L'année dernière, la reine Elizabeth s'est imposée dans un sondage auprès des rois et reines les plus populaires de l'histoire britannique, battant tous ces bellicistes Henry et Edwards. Sa défunte Majesté, tous cinq pieds et changeants, stratégiquement parée de vert fluo : le Royaume-Uni l'aime toujours.
Tout cela est désormais menacé avec la publication ce week-end par le ministère américain de la Justice (DoJ) d’un document de 3,5 millions de dollars relatif à Jeffrey Epstein, mettant en vedette son pou de fils, Andrew Mountbatten-Windsor, un homme exécrable.
La nouvelle tranche met à nu l’étendue de ses contacts avec Epstein, l’ancien duc d’York étant mentionné plus de 2 000 fois et il a été démontré qu’il avait invité Epstein en 2010, alors délinquant sexuel condamné, à un dîner intime au palais de Buckingham avec ses invités « Sarah, Sue et Vera ».

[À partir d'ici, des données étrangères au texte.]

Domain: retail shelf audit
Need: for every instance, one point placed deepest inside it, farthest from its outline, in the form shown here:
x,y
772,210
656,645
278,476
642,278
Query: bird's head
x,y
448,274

Puis, dimanche, il y a eu un nouveau coup de marteau royal : une deuxième femme a affirmé qu'elle avait été amenée à Londres, par Epstein, pour avoir des relations sexuelles avec Andrew. (Il n’a pas encore commenté cette allégation et a nié avec véhémence tout ce qui avait été fait auparavant.)
Écœurés, dégoûtés, repoussés – nous ressentons sûrement tous la même chose à propos de...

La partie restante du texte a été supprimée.